Nothing above ground remains of her cell. But there’s a sealed-up gap in the chancel wall. Below it is a pale lozenge-shaped medieval tombstone. This is supposed to be Annora’s.
I do wonder what went through her mind in all that time in contemplation. But what sustained her in her vigil is not something I could even know. I have no clear idea of who she was.
My 21st century mind is, however, able to make an irony from the circumstances of her life. A few metres from the south wall of the church is something really old – a yew. It may be 1,300 years old – more than 500 years old in Annora’s time – and was already growing into maturity when the present church was built.
The irony I’ve constructed is that, as I have read and heard, yew trees have a pre-Christian significance. It may be that they were planted, or encouraged to grow, in important places because they were poisonous to animals and so deterred unruly grazing. Their presence in many churchyards is a consequence of Christianity’s willingness to co-opt pre-existing cultural phenomena to further its acceptance among newly converted peoples. If the estimates of this tree’s age are right, it took root not all that long after Augustine brought the Roman church to Saxon England – that is, when it began it was invested with a pagan value long before it cast its shade on the roof of Annora’s cell. Of course, the vast majority of its history since then has been during Christian times. And perhaps “Celtic” Christianity already existed in what was to become Oxfordshire. All places start to become indeterminate if you look at them too hard.
My daughter loves the tree because it’s big and bristly. She can be lifted up into its aged branches to stand on the rim of the immensely wide hollow trunk, or even drop down inside, so that the wood hides her. She’s intrigued by the concrete in its base and some low-slung branches, which is holding the old thing up. She likes to play hide and seek in the huge, spiny circumference of its limbs. She believes families of foxes ought to live among its roots. Once, she and I were sitting the branches when a robin settled less than a metre away – her favourite bird. We watched it watching us for a while until it decided to peck for mites and beetles in the scaly bark. All those different lifespans in such close proximity.

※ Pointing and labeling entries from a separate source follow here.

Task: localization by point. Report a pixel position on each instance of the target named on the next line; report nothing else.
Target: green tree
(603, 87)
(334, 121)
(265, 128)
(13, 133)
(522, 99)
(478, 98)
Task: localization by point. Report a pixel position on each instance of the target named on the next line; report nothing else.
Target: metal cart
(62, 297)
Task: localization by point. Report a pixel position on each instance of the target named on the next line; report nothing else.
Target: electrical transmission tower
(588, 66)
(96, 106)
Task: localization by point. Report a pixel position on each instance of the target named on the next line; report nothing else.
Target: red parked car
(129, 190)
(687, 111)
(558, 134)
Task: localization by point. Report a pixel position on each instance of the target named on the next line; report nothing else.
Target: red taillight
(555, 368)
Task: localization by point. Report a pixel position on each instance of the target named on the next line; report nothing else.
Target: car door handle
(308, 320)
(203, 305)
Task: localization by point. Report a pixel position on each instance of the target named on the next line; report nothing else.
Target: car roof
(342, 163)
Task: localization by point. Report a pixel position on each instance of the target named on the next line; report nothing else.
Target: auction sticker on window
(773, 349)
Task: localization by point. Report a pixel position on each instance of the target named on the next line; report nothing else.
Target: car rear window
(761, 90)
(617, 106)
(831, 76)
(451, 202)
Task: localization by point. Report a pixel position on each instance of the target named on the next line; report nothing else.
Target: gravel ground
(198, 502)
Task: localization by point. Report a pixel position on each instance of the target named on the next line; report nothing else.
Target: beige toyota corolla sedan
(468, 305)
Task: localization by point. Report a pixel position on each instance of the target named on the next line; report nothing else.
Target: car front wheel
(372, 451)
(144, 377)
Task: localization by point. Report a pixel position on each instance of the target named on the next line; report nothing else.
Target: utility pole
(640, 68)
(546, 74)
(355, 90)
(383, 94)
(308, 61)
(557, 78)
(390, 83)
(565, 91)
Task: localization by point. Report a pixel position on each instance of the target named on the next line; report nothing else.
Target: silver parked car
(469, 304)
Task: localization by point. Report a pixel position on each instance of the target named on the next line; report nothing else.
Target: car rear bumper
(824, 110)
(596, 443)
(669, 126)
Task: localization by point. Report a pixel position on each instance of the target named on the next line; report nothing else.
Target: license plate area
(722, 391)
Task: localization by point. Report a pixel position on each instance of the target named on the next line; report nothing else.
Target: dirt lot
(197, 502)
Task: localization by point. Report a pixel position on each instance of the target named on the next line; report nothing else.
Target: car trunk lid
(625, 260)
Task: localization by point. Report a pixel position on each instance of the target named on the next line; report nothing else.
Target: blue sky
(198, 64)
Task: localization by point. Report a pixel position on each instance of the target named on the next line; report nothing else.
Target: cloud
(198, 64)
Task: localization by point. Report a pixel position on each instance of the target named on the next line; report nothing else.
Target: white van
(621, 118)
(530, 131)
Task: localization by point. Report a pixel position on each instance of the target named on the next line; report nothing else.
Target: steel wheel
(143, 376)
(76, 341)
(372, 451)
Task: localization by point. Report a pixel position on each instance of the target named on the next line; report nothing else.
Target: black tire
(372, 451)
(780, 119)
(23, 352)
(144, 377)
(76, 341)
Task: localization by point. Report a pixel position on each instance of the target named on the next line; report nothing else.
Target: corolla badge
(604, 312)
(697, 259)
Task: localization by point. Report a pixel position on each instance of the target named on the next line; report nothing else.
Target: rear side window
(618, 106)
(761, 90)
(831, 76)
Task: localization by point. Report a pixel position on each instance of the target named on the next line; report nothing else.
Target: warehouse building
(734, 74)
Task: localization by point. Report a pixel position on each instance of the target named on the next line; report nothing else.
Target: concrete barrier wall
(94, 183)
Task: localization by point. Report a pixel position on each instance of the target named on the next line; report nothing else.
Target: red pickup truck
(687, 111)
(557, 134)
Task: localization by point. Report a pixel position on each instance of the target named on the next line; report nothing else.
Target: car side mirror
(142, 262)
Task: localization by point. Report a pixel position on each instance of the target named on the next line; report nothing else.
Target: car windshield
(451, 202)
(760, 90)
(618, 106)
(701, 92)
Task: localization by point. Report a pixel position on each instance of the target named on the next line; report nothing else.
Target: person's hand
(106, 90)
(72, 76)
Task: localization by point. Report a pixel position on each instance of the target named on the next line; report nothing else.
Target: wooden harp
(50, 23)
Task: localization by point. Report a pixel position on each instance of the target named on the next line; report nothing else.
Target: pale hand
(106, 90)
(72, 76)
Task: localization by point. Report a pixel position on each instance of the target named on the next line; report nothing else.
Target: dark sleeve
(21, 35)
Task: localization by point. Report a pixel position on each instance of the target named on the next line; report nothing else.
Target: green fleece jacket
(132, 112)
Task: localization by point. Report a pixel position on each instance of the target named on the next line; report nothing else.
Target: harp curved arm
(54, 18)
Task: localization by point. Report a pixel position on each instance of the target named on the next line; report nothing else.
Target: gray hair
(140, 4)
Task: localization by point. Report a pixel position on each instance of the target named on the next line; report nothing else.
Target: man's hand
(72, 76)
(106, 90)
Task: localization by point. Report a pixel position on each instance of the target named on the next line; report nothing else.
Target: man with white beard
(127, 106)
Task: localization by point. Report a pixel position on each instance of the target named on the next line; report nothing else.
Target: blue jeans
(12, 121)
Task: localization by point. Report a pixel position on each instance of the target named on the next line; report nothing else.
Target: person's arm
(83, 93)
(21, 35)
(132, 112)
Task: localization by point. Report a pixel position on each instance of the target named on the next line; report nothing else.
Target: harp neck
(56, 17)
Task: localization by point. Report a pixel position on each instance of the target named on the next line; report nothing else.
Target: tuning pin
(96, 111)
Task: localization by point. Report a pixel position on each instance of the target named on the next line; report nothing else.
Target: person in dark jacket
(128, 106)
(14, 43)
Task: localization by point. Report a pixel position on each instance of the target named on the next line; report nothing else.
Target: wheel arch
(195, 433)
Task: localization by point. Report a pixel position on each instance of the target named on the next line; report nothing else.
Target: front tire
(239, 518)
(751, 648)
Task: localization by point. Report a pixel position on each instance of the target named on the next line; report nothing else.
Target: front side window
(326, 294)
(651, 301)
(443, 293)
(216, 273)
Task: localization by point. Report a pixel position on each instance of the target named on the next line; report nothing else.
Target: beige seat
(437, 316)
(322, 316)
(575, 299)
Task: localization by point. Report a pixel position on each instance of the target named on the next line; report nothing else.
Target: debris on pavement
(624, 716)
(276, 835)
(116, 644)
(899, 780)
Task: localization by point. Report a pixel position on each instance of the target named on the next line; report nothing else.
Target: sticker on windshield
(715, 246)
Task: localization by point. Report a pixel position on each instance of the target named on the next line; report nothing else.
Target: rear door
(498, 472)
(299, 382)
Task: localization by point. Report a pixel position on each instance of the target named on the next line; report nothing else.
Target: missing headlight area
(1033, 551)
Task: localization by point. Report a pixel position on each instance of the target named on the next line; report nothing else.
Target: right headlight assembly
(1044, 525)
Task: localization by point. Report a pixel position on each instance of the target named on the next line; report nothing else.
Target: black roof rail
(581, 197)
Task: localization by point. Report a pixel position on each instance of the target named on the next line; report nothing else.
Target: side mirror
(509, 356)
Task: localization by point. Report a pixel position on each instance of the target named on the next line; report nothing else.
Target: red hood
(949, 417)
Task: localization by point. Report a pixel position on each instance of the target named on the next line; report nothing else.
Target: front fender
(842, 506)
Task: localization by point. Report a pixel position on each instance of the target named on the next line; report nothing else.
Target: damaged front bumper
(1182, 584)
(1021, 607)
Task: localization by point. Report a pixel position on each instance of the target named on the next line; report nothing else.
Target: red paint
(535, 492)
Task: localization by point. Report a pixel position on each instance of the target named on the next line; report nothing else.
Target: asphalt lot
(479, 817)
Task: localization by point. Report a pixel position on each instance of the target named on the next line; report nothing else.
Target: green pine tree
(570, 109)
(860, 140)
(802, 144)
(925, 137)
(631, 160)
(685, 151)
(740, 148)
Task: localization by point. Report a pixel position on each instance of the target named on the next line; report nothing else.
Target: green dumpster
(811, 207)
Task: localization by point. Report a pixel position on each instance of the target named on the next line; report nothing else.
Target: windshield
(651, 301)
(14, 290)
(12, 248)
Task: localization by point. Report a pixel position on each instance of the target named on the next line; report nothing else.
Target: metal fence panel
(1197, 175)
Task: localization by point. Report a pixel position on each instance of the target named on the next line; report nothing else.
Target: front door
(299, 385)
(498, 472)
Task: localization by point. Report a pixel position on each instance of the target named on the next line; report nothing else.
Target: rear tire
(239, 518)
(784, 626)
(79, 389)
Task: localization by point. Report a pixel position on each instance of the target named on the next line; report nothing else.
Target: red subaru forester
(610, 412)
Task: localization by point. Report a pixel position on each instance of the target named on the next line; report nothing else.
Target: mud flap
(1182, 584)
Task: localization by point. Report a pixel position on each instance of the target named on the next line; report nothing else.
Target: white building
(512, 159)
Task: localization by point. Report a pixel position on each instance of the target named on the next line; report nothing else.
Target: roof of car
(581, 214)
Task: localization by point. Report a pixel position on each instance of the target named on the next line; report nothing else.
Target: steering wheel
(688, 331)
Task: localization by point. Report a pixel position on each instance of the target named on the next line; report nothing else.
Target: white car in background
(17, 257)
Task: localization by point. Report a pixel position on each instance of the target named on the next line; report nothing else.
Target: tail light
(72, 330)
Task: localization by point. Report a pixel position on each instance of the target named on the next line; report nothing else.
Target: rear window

It’s very hard to imagine a place as other than it is, unless you’ve seen it change yourself. I mean really imagine – the different sounds, smells, creatures, plants, and people. It’s hardest of all to see a place through other eyes – Annora’s, for example, or those of “Oliver”, the second recorded priest of the Norman church. When I think of how my daughter will see Iffley church when she grows up, I’m drawn back to a memory of my own: that indistinct leaf of a child moving through the dark and smell of candlewax towards the new angels. Something remembered and imagined with the same force.